BÖLGESEL ASGARİ ÜCRET TUZAĞI!
Bölgesel asgari ücret uygulaması Uluslararası Para Fonu (IMF) ve çeşitli işveren örgütleri tarafından uzunca bir süredir savunulan bir konu. Şimdi bu koroya MÜSİAD da katıldı. MÜSİAD Başkanı Mahmut Asmalı geçtiğimiz günlerde bölgesel asgari ücreti yeniden gündeme getirdi. Sendikalar ve sosyal politika alanında çalışan bilim insanlarının önemli bir bölümü bu öneriye karşı çıkıyor.
Türkiye’de bölgesel asgari ücret 1951-1974 arasında uygulandı ve 1974’te terk edildi. Bölgesel asgari ücret konusu 50 yıl önce vazgeçilen bir uygulamadır. Türkiye bu yöntemi denemiş ve vazgeçmiştir. 1974 yılında Bülent Ecevit’in başbakanlığındaki CHP-MSP Koalisyon Hükümeti döneminde bölgelere göre asgari ücret uygulamasından vazgeçilerek ulusal ölçekli tek bir asgari ücret tespit edildi.
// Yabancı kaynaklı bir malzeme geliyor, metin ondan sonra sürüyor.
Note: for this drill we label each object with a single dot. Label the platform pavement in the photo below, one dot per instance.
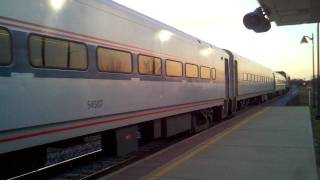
(275, 143)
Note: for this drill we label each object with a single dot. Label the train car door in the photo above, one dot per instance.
(227, 104)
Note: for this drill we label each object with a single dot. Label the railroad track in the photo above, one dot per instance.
(96, 164)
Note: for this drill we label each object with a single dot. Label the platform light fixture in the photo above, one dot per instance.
(305, 40)
(57, 4)
(165, 35)
(206, 52)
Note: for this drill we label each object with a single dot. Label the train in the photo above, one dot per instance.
(71, 69)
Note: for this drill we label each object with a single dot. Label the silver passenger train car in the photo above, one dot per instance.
(80, 67)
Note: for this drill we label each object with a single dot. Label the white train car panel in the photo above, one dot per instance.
(253, 78)
(55, 104)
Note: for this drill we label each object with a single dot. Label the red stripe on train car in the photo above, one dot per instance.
(98, 123)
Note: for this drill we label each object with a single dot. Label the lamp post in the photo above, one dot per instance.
(318, 76)
(305, 40)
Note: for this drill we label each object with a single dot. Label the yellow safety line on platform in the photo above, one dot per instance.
(166, 169)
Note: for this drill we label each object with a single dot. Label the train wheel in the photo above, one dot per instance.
(19, 162)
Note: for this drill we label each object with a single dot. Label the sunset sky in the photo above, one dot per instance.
(219, 22)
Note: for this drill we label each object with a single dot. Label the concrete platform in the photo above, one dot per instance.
(273, 143)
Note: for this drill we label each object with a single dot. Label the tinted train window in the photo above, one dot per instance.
(5, 47)
(205, 72)
(78, 56)
(173, 68)
(111, 60)
(149, 65)
(192, 71)
(213, 73)
(55, 53)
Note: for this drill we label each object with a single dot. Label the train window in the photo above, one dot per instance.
(245, 77)
(205, 72)
(78, 56)
(213, 73)
(149, 65)
(35, 45)
(192, 71)
(55, 53)
(173, 68)
(5, 47)
(111, 60)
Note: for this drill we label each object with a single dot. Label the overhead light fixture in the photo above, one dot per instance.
(57, 4)
(258, 20)
(165, 35)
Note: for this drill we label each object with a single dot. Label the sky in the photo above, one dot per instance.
(219, 22)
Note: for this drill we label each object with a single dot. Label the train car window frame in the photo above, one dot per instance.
(215, 73)
(43, 51)
(245, 77)
(173, 61)
(10, 47)
(209, 71)
(103, 47)
(153, 74)
(186, 72)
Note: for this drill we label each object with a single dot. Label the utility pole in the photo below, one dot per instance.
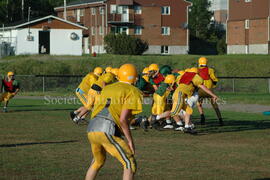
(65, 9)
(22, 9)
(7, 8)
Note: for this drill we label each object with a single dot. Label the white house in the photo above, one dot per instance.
(47, 35)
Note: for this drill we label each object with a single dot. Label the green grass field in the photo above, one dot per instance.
(39, 142)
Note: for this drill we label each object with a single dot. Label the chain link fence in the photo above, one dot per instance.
(6, 49)
(67, 83)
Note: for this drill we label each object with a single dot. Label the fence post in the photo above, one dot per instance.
(233, 85)
(43, 84)
(269, 86)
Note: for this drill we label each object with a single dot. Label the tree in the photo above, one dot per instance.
(124, 44)
(200, 18)
(206, 36)
(11, 10)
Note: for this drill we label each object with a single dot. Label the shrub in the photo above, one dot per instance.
(124, 44)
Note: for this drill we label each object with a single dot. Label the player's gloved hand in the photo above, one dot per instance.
(132, 147)
(215, 98)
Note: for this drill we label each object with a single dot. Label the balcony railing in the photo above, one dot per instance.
(124, 2)
(121, 18)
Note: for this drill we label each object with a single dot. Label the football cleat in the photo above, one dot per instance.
(190, 131)
(72, 115)
(202, 119)
(168, 126)
(144, 123)
(5, 109)
(221, 122)
(179, 128)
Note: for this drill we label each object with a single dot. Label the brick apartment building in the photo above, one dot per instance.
(248, 27)
(220, 10)
(162, 23)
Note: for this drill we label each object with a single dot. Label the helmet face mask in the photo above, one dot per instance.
(98, 71)
(127, 73)
(170, 79)
(202, 61)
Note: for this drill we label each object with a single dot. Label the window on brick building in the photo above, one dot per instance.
(101, 10)
(165, 31)
(247, 24)
(165, 10)
(164, 49)
(113, 9)
(138, 9)
(93, 11)
(138, 30)
(81, 12)
(101, 30)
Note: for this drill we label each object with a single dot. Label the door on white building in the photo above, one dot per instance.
(124, 13)
(86, 49)
(44, 42)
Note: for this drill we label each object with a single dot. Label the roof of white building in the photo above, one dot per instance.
(80, 3)
(26, 23)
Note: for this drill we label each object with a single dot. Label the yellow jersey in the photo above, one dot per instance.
(122, 96)
(209, 77)
(189, 89)
(88, 81)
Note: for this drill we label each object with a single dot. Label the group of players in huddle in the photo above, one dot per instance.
(115, 96)
(175, 94)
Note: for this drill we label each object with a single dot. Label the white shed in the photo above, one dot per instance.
(47, 35)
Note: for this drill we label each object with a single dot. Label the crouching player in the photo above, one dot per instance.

Dünyada bölgesel asgari ücret uygulaması eyalet sistemine sahip sınırlı sayıda ülkede (ABD, Kanada, Hindistan, Çin gibi) söz konusudur. Avrupa Birliği (AB) ülkelerinde bölgesel asgari ücret uygulaması yoktur. Hatta eyalet sistemine sahip Almanya bölgesel asgari ücret sistemi değil ulusal asgari ücret sistemi uyguluyor. Ulusal ve merkezi devlet yapısına sahip ülkelerde istisnai örnekler dışında bölgesel asgari ücret uygulanmıyor. Bölgesel asgari ücret üniter devlet yapısına sahip ülkelerde anayasal kurallar ve eşitlik ilkesi açısından da ciddi sorunlara yol açabilir. Bölgesel asgari ücret hem hukuksal hem de sosyal sakıncalar yaratır.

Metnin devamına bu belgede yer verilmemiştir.